参考:大都市制度の改革及び基礎自治体の行政サービス提供体制に関する答申

地方自治体―連携で暮らしを支える
朝日新聞(2013/8/17社説)
 人口減少が進む中、自治体による住民への行政サービスをどう維持していくか。
 この難問について、首相の諮問機関の地方制度調査会が答申をまとめた。自治体合併ばかりに頼るのではなく、手の回らないところを自治体同士の連携で維持していく新しい仕組みをつくるよう求めている。
 財源や人材の不足で、すべての自治体があらゆる行政サービスを自前で提供することが難しくなってきた。そんな現実を踏まえた答申だ。政府には、その狙いが生きるような制度づくりをしてほしい。
 答申が示した案はこうだ。
 人口20万人以上の市を「地方中枢拠点都市」と位置づけ、近くの市町村と協定を結んで役割分担を進める。都市部から離れた山間部や離島については、町村側の求めに応じて都道府県が行政サービスを代行できるようにする。
 自治体間の連携は、すでに人口5万人規模の都市を中心に約80の地域で進み始めた「定住自立圏」が原型になっている。
 例えば、ドクターヘリを補う「ドクターカー」を圏内の市町村が共同運用したり、病中・病後の児童の保育を中心都市の施設が引き受けたりといった実績が、各地であがっている。
 今後は、東京、大阪、名古屋の3大都市圏でも、高齢化や都市インフラの老朽化が急速に進む。答申は、こうした都市圏でも自治体間の役割分担が必要だと訴えている。

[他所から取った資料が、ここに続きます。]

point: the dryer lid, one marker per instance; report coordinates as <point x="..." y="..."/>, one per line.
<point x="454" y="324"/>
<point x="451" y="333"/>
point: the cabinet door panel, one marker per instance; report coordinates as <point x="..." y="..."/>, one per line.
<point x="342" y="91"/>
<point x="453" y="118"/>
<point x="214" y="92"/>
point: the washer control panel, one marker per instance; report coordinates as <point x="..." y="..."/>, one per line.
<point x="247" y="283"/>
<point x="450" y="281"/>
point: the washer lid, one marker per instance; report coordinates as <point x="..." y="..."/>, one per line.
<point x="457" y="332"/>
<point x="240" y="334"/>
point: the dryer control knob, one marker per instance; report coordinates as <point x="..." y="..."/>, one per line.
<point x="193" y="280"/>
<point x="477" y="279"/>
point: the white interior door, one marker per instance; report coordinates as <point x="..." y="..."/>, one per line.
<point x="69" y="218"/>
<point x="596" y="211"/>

 政府が旗を振った「平成の大合併」では、行政が効率化し、広域的な街づくりができるようになったとの評価がある。半面、街づくりのため新たな借金を抱えたり、住民に身近だった役場が遠のいてしまったりという弊害も生じた。
 今回の答申は、合併の選択肢を残しつつも、自治体間の横の連携や都道府県の手助けで人口減を乗り切ろうという発想の転換をしたのが特徴だ。
 それぞれの市町村がひと通りの行政機能を自前で備えるという本来の自治のあり方からは外れるが、厳しい現状を考えればやむを得まい。
 政府は、交付税による支援で連携を後押しする考えだ。
 絵に描いた餅にしないためには、自治体に財政的なメリットを感じさせる仕組みにすることが必要だし、住民の意向をどう反映させるかなど、検討すべき課題は多い。
 言うまでもなく主役は自治体だ。住民が暮らしやすい地域をどうやってつくっていくか、積極的に知恵を出してほしい。